After his father’s death in 1711, he was forced to provide for the rest of the family as an insurance agent, but despite difficulties, this did not prevent him from following his own inclinations. A friend to artists such as Canaletto, Rosalba Carriera, Sebastiano and Marco Ricci, and Giambattista Tiepolo, Zanetti was in close contact with the most important European collectors. He himself assembled an extraordinary collection of antique gems, drawings, and prints that was dispersed after his death. He also promoted splendid publishing initiatives, most notably two volumes on ancient sculpture, now conserved in the vestibule of the Marciana Library and one of the most beautiful and luxurious illustrated publications of the entire eighteenth century. An inexhaustible collection of letters, now spread among libraries and private collectors, documents his dense network of relationships and friendships and offers a rare insight into the cultural life of the period.

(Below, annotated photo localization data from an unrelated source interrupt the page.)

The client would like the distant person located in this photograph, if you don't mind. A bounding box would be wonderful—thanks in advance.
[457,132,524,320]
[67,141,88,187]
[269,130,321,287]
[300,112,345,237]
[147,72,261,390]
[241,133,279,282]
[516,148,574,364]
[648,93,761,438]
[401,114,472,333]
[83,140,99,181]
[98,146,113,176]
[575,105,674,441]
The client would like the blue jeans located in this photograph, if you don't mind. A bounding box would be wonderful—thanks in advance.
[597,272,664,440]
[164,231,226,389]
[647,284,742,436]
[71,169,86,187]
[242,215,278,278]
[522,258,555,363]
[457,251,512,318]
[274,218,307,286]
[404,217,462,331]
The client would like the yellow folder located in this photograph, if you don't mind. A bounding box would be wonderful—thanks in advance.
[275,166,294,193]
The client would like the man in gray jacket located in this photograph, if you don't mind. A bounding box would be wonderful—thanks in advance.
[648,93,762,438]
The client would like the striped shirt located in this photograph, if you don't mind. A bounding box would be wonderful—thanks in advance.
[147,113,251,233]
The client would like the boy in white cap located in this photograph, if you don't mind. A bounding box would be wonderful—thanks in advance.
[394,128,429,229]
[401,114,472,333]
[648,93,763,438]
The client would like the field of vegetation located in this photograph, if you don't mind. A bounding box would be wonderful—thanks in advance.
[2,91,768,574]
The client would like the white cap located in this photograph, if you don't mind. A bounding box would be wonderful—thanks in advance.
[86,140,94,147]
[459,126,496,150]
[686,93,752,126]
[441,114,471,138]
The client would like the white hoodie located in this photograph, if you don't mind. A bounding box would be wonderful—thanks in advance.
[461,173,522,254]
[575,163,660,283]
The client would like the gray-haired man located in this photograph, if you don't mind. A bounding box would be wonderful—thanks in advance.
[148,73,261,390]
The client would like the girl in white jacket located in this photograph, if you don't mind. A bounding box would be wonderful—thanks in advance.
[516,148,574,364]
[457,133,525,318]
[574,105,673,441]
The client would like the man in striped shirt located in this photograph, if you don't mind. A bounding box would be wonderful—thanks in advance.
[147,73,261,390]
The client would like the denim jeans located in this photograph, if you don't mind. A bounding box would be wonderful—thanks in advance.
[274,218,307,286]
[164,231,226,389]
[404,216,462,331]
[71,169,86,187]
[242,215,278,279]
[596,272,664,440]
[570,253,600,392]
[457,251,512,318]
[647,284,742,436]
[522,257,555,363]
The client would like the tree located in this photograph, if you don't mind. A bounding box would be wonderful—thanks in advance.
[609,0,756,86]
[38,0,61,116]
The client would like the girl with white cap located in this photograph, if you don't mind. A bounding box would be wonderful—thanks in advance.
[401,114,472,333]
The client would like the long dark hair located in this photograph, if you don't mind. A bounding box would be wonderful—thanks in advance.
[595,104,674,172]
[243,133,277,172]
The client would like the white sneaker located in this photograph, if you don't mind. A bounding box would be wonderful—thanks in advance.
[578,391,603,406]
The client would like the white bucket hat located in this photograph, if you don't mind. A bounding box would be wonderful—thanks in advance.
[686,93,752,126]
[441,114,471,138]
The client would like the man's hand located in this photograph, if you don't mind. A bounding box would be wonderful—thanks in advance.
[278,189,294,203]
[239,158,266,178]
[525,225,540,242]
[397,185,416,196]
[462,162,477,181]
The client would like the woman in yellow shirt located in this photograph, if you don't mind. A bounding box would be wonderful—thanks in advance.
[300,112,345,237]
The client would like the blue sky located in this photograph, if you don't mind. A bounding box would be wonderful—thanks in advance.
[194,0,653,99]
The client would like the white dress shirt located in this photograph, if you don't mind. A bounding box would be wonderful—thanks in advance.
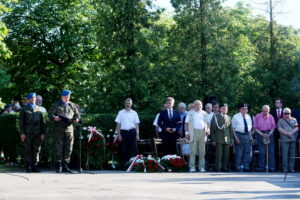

To commemorate this extraordinary figure, the Fondazione Musei Civici di Venezia presents an exhibition highlighting Zanetti’s activities as an artist and patron. Testimonies from his life in the form of books, letters, engravings, and drawings—none of which are usually exhibited for conservation reasons—will be shown together with art from his collection, including works by Tiepolo, Sebastiano and Marco Ricci, Palma il Giovane, and others, now preserved in the city’s museums, including the Gallerie dell’Accademia di Venezia, the Giorgio Cini Foundation, the Biblioteca Nazionale Marciana, and Venice’s civic museums, as well as in several private collections.

Alberto Craievich, La Vita Come Opera d’Arte: Anton Maria Zanetti e le sue collezioni (Antiga: Crocetta del Montello, 2018), 336 pages, ISBN: 978-8884351029, €38 / $60 (on sale for $42).